I´m about to sell the H50 Q5 ... and therefore I can wait for things to happen. Which means, that I´ll probably will follow the CPF attitude "buy both" , when a "H30 with AA" is on the market.


----------



## tusenkonstnar (Jun 9, 2008)

Is there any confirmation anywhere that there WILL be a H30 in AA version?


----------



## Sgt. LED (Jun 9, 2008)

Well I was told directly by zebralight that there will be.
If you feel that counts.


----------



## tusenkonstnar (Jun 9, 2008)

Sgt. LED said:


> Well I was told directly by zebralight that there will be.
> If you feel that counts.



I do because what I'm after is not 100% proof, just wanted to know how reliable the info was on the scale between "whish" and "knows"


----------



## AdamW (Jun 9, 2008)

tusenkonstnar said:


> Is there any confirmation anywhere that there WILL be a H30 in AA version?



I did a search and found this, posted by ZebraLight (CPF nickname for the manufacturer):

"Headlamp with reflectors are planned for June/July release. The first one will be an AA powered H51. We will have several flashlights and an AA powered H501 before that. The H501 is AA powered headlamp with an H30 form factor."

Here is the thread. Go to page 6, post #168: https://www.candlepowerforums.com/threads/179644&page=6


----------



## RGB_LED (Jun 11, 2008)

RGB_LED said:


> I just ran a search for the H30 runtimes and there currently aren't any that I could find. I did find this thread on selfbuilt's excellent review of the H5-Q5 and he indicates that it will run 2hrs+ with rechargeable NiMh batteries (Sweet!)...I haven't decided between the H50 and H30 as yet since I only just received the H30 today. Time will tell...


Ok, I've had several days now to check out the H30 and here is my $0.02:

*Runtime:*
- AW 3.7v 750mAh RCR123, fresh off charger @4.21v: 1hr., 57min on High. This is pretty consistent as I put in a second battery that I had and it was just shy of 2 hours on high. May have more runtime with primaries... 
- H50 runs 2hrs, 21min. but has fewer lumens

*Output:*
- The H30 puts out more lumens than the H50 (80 vs 66 according to Fenix-Store)

*Size / Weight:*
- Weighs next to nothing and the headband is pretty much identical to the H50
- Rubber holder for H30 seemed a little more snug that H50 but that could be due to the fact I have had the H50 for quite some time

*Clickie vs. Twisty*
- Straightforward to use, however, there when you turn on light, it always starts on Low, then you have to click-hold for about 2 sec to go to Med, then same to High
- IMHO, the one most disappointing aspect of the H30 is the following: if you are in Med and want to go to High, you need to cycle through to Low, then Med, then High - 2 sec may not seem like much but it is annoying when you switch modes and have to cycle through the other two
- On the H50: when switching from Med to High, one twist off-then on will give you High

*My conclusions: 
*- Although the H30 is about half an inch shorty, the diameter is a bit bigger compared to H50. In practical terms, there is no real difference in terms of weight and size.
- H30 has more output which is noticeable but, when working within arms length, it is not really a factor. The slightly narrower angle on the H30 is quite noticeable compared to the H50 but it's only peripheral vision so, again it's not that significant in actual use.
- Neither light has a memory mode which I think is a real weakness.
- I never thought I would say this as I am fundamentally a Clickie fan... but right now, the deal-breaker on the H30 for me is that you have to cycle to Low, then Med, then High whenever you change modes.

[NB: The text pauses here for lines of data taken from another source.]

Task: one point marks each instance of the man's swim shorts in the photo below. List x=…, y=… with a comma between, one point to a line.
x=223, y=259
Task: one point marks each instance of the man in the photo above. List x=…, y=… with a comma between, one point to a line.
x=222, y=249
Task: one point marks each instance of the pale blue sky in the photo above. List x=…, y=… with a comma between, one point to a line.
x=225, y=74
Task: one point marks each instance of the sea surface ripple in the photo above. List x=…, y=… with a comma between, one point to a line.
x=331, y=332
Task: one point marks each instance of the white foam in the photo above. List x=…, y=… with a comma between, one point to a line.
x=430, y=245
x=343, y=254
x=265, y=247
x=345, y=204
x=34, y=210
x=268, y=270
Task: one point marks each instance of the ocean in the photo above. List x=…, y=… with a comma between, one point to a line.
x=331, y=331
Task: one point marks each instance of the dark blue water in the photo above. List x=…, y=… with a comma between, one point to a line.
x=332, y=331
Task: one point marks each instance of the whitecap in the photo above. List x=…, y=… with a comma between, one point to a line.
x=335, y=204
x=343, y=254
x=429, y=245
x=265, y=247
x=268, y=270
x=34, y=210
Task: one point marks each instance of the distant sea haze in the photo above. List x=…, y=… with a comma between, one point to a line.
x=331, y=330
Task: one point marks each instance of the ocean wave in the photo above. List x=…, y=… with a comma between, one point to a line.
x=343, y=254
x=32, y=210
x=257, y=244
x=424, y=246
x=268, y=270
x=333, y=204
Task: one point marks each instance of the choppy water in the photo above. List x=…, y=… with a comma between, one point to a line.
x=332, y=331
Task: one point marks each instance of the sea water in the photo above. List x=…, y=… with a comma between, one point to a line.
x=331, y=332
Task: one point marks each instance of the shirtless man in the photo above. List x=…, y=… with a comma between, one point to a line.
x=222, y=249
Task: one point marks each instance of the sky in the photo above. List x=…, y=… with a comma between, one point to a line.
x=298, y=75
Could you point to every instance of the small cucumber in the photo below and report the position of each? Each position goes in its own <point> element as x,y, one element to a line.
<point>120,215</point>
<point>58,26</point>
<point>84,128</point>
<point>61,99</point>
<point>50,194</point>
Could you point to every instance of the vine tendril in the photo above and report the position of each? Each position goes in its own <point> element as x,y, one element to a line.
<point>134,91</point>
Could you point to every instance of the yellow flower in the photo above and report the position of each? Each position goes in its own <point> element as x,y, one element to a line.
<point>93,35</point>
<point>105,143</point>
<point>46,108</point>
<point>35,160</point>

I really wanted to like the H30 but, so far, I have to give the edge to the H50. Still, having said that, if I did not have the H50 and just purchased the H30, I would still say that, given the light weight, tiny size, output, runtimes and the fact that it can run on RCR123's as well as primaries, you have a real winner here. It's still a great execution of a different type of light that is easy to use and very useful.

My next tests will be outdoors, either camping or trailhead setup for my night-time mtn bike rides...


----------



## Burgess (Jun 11, 2008)

Gee, ZebraLight is gonna' offer Flashlights, also ?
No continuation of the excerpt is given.